En 2021, la loi fédérale révisée sur les marchés publics (LMP) est entrée en vigueur. La concurrence axée sur la qualité y est nettement renforcée par la prise en compte de critères tels que la durabilité, les coûts du cycle de vie, l’innovation, la plausibilité de l’offre ou encore la fiabilité du prix. Le marché est désormais attribué à l’offre «la plus avantageuse» et non plus à l’offre «la plus profitable économiquement». L’abandon de la pure concurrence par les prix sur les marchés publics s’inscrit dans la tendance internationale vers une concurrence axée sur la qualité, qui prend en compte l’ensemble du cycle de vie.
Dans le cas d’une construction en bois, il est particulièrement important que les adjudicateurs publics respectent le principe de non-discrimination pour ce qui est des valeurs seuils, conformément à l’Accord sur les marchés publics (AMP) de l’OMC. Ils peuvent cependant toujours choisir librement le matériau de construction, sans exception. Ils ont ainsi la possibilité, dans une décision de principe, de fixer comme condition un mode de construction en bois. Lorsque l’échange de prestations et de contre-prestations relève de la même entité juridique, on parle de marché in-house. Ce type d’attribution qui n’est pas soumis au droit des marchés publics (art. 10, al. 3, LMP/AIMP) ne fait donc pas l’objet d’un appel d’offres, mais doit être défini par l’adjudicateur comme une condition à remplir dans le cadre de l’attribution.

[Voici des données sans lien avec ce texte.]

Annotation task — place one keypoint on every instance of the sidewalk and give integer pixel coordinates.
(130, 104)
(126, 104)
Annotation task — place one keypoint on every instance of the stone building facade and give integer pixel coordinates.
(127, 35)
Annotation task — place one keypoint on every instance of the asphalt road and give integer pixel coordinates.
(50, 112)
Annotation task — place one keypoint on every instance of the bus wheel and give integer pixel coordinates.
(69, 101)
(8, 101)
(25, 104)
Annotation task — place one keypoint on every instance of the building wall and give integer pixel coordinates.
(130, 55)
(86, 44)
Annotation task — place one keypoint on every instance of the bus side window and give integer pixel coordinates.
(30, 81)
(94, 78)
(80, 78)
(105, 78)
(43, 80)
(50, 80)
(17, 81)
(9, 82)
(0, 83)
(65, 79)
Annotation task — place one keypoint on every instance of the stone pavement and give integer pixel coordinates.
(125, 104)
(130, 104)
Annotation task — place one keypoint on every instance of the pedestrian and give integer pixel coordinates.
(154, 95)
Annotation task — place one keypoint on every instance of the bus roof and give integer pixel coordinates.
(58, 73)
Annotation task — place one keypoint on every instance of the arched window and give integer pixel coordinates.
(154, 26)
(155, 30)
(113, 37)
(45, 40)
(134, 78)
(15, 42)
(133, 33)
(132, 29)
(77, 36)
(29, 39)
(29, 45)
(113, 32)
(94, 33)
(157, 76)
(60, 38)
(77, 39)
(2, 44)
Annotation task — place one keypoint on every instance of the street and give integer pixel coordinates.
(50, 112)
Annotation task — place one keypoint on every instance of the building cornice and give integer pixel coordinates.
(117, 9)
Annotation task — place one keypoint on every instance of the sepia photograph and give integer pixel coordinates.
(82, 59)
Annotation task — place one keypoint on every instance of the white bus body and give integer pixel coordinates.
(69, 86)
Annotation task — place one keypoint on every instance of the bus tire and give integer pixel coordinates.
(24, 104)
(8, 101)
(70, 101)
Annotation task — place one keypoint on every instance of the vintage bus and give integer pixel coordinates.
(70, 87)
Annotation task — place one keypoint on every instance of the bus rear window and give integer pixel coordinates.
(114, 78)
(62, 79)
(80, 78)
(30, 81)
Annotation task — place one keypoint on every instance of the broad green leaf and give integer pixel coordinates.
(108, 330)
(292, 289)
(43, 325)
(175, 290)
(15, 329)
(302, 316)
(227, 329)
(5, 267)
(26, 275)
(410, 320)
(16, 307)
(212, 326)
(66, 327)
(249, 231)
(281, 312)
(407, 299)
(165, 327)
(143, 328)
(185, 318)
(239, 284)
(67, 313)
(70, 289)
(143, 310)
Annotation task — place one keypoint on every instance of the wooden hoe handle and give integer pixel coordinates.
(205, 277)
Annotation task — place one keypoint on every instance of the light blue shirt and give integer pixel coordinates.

Une commune construisant un bâtiment avec le bois de sa propre forêt remplit cette condition. Il en va de même pour l’achat par l’intermédiaire d’un prestataire contrôlé par les pouvoirs publics, qui n’est pas un acteur du marché et dont la commune fait partie (comme une entreprise forestière ou de transformation, ou un groupement à but déterminé).
Du bois issu de la région: un vecteur d’émotions
Outre le cadre juridique, des critères «subjectifs» pèsent en faveur de la décision de principe de construire avec du bois suisse. Dans le cas de l’école enfantine de Küttigen, l’un des facteurs déterminants était la volonté de renforcer la chaîne de valeur régionale. La construction en bois permet en effet d’atteindre cet objectif de manière exceptionnelle grâce à des trajets courts de transport des matériaux et à la collaboration avec des artisans locaux et régionaux. Nous verrons cet été si les habitants de Küttigen sont également favorables au choix du bois pour la nouvelle école: c’est en juin que l’assemblée communale prendra sa décision sur le dossier. Du côté de la commune, l’heure est à l’optimisme (prudent), aucune voix hostile au projet de construction ne s’étant fait entendre jusqu’ici au sein de la population.